Interpretation of results
This report underscores favorable long-term results after RMS and, to our knowledge, this is the longest study to examine recurrence of prolapse after RMS based on physical examination findings1,2. Our reoperation rate beyond 5 years for all prolapse compartment recurrence was roughly 16%, which is consistent with previous reports on 5-year and 6-year reoperation rates at 13.3% and 10% respectively1,2. Anatomic findings remained statistically improved and subjective measures of patient satisfaction were stable. Our reoperation rate for mesh exposure was 7% with the longest time to further treatment of 33 months.

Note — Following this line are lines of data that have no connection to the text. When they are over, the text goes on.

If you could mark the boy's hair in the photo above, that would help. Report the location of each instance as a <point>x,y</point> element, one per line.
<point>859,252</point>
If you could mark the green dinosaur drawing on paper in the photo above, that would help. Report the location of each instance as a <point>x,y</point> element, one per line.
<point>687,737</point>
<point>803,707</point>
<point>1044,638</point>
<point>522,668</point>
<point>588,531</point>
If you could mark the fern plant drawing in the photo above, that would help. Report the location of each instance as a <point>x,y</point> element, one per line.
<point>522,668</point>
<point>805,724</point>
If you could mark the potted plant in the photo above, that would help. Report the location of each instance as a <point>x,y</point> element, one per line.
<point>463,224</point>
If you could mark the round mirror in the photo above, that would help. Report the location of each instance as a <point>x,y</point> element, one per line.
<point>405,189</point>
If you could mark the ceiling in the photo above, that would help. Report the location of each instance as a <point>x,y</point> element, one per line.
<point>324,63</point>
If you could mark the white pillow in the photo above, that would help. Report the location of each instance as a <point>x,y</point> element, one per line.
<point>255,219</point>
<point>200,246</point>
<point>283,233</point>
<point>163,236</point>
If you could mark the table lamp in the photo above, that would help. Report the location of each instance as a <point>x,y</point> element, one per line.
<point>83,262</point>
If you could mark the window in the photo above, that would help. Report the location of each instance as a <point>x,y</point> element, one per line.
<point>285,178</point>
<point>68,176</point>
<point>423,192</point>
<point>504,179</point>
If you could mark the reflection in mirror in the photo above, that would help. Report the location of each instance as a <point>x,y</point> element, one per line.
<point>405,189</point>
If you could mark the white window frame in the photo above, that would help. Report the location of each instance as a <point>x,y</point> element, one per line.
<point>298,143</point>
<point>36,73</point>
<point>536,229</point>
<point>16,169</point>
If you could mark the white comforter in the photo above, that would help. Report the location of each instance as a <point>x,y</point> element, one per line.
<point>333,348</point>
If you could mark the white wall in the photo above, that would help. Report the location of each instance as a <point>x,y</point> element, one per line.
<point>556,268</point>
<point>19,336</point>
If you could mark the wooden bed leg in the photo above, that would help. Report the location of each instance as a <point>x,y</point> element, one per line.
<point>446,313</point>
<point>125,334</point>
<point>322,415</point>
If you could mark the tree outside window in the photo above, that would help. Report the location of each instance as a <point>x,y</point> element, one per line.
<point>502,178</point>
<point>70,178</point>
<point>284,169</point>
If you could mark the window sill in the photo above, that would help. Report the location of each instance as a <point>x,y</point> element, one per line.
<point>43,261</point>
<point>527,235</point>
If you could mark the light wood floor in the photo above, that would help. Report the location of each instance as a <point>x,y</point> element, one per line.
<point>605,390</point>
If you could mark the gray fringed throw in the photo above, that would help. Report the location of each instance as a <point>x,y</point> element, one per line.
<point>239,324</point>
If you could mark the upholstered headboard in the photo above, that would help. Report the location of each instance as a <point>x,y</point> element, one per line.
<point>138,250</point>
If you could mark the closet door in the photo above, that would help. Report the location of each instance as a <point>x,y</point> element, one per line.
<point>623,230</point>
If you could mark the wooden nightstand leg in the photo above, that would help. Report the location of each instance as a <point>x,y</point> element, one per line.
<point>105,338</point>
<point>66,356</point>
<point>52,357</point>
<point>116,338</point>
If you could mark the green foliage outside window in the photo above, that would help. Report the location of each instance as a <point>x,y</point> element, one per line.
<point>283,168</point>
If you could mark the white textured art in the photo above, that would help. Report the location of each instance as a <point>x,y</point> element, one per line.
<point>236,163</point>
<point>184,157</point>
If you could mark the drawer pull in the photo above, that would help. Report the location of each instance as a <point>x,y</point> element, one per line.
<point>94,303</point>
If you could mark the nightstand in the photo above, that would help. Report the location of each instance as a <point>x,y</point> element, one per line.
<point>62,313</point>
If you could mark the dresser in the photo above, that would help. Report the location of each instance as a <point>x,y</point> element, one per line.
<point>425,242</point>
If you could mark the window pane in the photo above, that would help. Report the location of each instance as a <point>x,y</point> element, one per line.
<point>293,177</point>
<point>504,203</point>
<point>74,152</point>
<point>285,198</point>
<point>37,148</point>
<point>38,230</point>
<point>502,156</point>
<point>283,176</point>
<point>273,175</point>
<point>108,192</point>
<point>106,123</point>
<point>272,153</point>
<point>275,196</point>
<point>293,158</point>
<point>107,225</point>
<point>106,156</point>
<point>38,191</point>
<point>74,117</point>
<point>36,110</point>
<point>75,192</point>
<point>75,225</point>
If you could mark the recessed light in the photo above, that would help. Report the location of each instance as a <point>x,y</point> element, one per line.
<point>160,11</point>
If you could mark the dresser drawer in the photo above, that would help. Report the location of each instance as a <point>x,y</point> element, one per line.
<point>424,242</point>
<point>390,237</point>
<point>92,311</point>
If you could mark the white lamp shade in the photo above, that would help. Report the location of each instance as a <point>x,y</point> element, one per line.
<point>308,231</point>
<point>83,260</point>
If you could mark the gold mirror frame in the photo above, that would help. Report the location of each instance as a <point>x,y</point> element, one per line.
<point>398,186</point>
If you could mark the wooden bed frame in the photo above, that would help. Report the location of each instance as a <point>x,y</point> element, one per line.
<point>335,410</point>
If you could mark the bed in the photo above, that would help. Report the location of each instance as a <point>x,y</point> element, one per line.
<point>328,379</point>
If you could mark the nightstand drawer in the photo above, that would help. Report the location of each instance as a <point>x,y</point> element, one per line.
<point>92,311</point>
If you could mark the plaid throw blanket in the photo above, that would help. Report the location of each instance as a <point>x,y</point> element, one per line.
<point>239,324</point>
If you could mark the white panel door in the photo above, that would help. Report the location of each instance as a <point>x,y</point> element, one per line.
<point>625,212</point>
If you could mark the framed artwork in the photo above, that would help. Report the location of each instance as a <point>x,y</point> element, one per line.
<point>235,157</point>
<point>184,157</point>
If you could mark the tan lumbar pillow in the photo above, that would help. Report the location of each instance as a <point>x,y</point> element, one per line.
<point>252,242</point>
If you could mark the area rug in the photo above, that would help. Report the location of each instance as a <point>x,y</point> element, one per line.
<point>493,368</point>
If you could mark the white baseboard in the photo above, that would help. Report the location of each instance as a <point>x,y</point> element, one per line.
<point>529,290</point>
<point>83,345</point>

This study is unique because all the procedures were performed by the same surgical team and follow-ups completed by FPMRS physicians or PAs. Additional follow-up was achieved with the use of a standardized phone interview. As expected in an elderly population, the lost-to-follow-up was unavoidable. Furthermore, the results of this early series were tainted by the learning curve and a tertiary care center committed to teaching. With advances in robot technology, more liberal indications for RMS, and inclusion of imaging such as MRI defecography pre-operatively, we anticipate these encouraging results to continue to grow favorably.